Everyone’s abilities are limited. Sometimes results are beyond our reach. And yet there is this divine light and love that flows through us and understands each aspect of us and accepts us just as we are. Much of the yamim nora’im is about judgement. But God practices righteous judgment, balancing judgment with Rachamim, knowing our potential and wanting us to reach it, but understanding our limitations.
God generously gives this light to us, yet we exist not just to inhabit it but to let it pass effortlessly from us to others.
Keep picturing this light within you, but now imagine many other people with that same light within them. And imagine your light flowing outward to others as their light does the same. Create in your mind an interconnected web of divine light.
In the course of a year, you encounter an unknowable number of other people, mostly people you interact with only briefly, at a checkout counter or in passing at an airport. Each person is on his own path of growth and limitations. Each has her own story of growing up within a family and all its dynamics, of opportunities taken or lost, and of challenges that hinder or must be overcome.

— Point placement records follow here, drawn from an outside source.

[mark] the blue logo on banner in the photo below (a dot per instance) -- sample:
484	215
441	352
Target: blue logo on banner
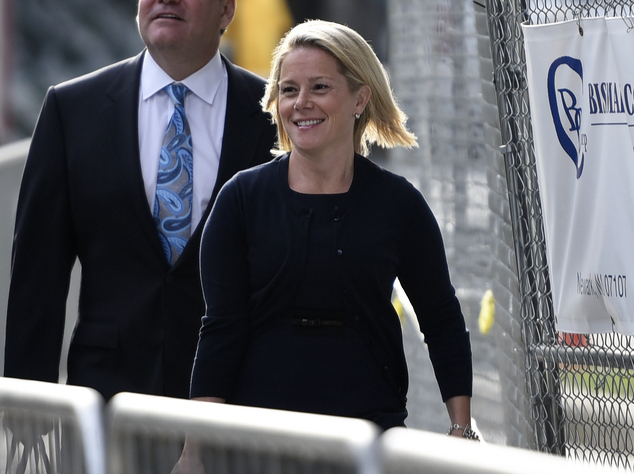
564	99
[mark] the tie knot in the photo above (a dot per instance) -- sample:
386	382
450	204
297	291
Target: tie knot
177	92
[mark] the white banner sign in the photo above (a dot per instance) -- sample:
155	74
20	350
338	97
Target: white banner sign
581	88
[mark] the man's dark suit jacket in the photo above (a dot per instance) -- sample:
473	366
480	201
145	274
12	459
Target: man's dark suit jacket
82	195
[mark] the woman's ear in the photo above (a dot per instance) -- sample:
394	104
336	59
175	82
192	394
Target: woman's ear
363	96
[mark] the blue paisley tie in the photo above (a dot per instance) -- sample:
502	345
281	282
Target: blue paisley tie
173	203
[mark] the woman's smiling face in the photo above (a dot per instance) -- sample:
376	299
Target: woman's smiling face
315	103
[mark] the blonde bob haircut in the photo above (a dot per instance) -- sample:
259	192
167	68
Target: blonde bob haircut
382	122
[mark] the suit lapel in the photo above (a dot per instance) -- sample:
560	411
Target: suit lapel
122	118
241	120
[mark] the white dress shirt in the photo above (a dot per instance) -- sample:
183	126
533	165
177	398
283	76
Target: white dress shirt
205	108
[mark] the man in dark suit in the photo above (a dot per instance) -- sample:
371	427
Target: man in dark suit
88	192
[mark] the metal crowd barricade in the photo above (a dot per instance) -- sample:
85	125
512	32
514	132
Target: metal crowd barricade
50	428
408	451
146	435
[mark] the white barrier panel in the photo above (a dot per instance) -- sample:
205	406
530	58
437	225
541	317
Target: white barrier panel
50	428
407	451
146	435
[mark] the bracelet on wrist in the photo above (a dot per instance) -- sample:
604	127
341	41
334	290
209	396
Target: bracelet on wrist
467	432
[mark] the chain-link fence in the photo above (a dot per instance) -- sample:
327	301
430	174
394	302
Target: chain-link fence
569	394
581	386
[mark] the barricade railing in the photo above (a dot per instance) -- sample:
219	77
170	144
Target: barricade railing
50	428
406	451
146	435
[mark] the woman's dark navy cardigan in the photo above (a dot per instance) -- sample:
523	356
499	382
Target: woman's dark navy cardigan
254	246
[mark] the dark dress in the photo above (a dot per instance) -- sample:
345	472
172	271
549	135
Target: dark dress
298	291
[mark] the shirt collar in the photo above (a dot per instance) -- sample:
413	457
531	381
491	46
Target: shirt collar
205	82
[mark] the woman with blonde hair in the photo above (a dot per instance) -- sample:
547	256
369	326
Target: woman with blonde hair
299	255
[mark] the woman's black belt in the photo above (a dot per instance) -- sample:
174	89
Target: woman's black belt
317	318
317	322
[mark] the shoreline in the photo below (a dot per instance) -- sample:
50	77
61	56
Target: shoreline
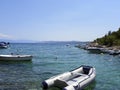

Each person is an entire universe unto himself.
We read in Leviticus, “V’ahavta l’reacha kamocha, Love your fellow as yourself.” The Mishna also tells us not to judge someone until we are standing in their place… which means that we have to judge the whole person, not just what we can see. And who among us can claim that they fully know themselves, let alone another person???
When we move through the world quickly, we are most likely operating from our ego selves and seeing others as hindrances to our own agenda. In this state, we are disconnected from the divine light and we start to make assumptions. We forget that the other person is also a holy soul, a separate being filled with his own light, her own journey toward her potential, his own trials and hopes and goals. How could we possibly know or judge them?
When we can slow down and realize the opportunity we have countless times each and every day to connect with this divine spark within us and to notice it within each human being, we are remembering to imitate God in righteous judgment. Each of us is on a personal journey, but it is our connections with others that shape us.
These days of Elul, may each of us open ourselves to this process of inward searching and of slow, sustainable change.
May we notice and release the impulse to seek fault in others.
May we live with greater wisdom and deeper love.
May God revive us and turn us toward each other. Amen.